3. Design for multiple BFS based on Graphchi
    • K points Selection: Select the number 0,1,2,4,8 ... , select Log (npoints) points altogether.
    • Point right: The path that is used to store the state of the node from which source points have been accessed.
    • Benquan: Passes the state of the source node through the edge to the destination node.
    • Update function

      • Access all the edges of the point, take the ownership value of the incoming edge or as a new_state, the previous weight of the point as old_state, determine whether old_state completely contains new_state, that is, to determine whether there is a path from the new source point to access the node, if yes, The State of the node is updated.

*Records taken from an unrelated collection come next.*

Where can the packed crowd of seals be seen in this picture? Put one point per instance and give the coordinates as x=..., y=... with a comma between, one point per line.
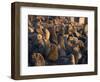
x=57, y=40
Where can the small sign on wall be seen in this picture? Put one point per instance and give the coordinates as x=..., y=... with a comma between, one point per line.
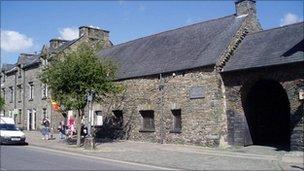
x=196, y=92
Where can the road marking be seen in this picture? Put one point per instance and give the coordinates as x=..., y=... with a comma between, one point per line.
x=101, y=158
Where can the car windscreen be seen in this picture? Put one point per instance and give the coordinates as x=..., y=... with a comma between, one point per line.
x=8, y=127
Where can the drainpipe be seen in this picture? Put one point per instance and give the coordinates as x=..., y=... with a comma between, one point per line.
x=161, y=88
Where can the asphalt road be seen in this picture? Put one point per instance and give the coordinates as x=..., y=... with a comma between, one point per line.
x=34, y=158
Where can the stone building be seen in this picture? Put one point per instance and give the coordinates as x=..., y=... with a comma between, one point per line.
x=27, y=98
x=223, y=82
x=215, y=83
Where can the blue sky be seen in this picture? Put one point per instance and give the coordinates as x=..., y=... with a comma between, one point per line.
x=27, y=25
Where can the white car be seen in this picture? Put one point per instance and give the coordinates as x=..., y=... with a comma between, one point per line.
x=9, y=133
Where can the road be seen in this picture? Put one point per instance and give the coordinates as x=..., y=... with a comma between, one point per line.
x=35, y=158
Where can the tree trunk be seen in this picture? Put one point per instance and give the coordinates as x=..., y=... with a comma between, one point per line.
x=78, y=127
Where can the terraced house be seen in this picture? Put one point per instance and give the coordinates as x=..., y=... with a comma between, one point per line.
x=214, y=83
x=27, y=98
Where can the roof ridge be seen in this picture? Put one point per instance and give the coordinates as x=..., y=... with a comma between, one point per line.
x=276, y=28
x=172, y=30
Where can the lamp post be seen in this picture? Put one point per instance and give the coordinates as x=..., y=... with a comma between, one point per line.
x=90, y=139
x=161, y=88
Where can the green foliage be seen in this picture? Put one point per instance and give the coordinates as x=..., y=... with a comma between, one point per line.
x=2, y=103
x=71, y=75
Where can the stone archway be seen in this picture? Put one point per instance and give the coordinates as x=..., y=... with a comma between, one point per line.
x=267, y=112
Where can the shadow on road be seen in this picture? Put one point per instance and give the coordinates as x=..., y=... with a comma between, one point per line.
x=23, y=144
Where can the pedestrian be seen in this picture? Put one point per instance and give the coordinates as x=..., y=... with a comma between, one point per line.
x=61, y=129
x=71, y=126
x=46, y=129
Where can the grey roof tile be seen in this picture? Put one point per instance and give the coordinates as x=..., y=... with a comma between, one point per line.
x=277, y=46
x=187, y=47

      • If the state of the node is updated, all the out-of-edge weights for that node are set to the state of the node, and the node to which the edge points is added to the queue for the next iteration.

    • The problems caused by the common use of the boundary value and the right value of the edge
      After the implementation of the above, found that the diameter of the figure and the actual value of the gap is larger, through the analysis of the source code, found that: for the same edge of the corresponding entry and exit, they correspond to the weight of a block of storage address, that is to say: in the edge and out of the weight of the edge is always the same, This introduces a problem in the case of asynchronous execution: In the same iteration, for the same edge, if there is a node to modify the weight of the edge, and the node needs to use the weight of the edge, the weight used at this time is not the weight of the last iteration, but the new weights.

      In order to solve this problem, the concept of two weights is introduced for the weight of the edge: "Current Weight" and "next round weight", in one iteration, access to the incoming edge, using "current weight", and for the modification of the edge, use "next round weight".

Copyright NOTICE: This article for Bo Master original article, without Bo Master permission not reproduced.

Graphchi implementation of approximate diameter algorithm

Contact Us

The content source of this page is from Internet, which doesn't represent Alibaba Cloud's opinion; products and services mentioned on that page don't have any relationship with Alibaba Cloud. If the content of the page makes you feel confusing, please write us an email, we will handle the problem within 5 days after receiving your email.

If you find any instances of plagiarism from the community, please send an email to: info-contact@alibabacloud.com and provide relevant evidence. A staff member will contact you within 5 working days.

A Free Trial That Lets You Build Big!

Start building with 50+ products and up to 12 months usage for Elastic Compute Service

  • Sales Support

    1 on 1 presale consultation

  • After-Sales Support

    24/7 Technical Support 6 Free Tickets per Quarter Faster Response

  • Alibaba Cloud offers highly flexible support services tailored to meet your exact needs.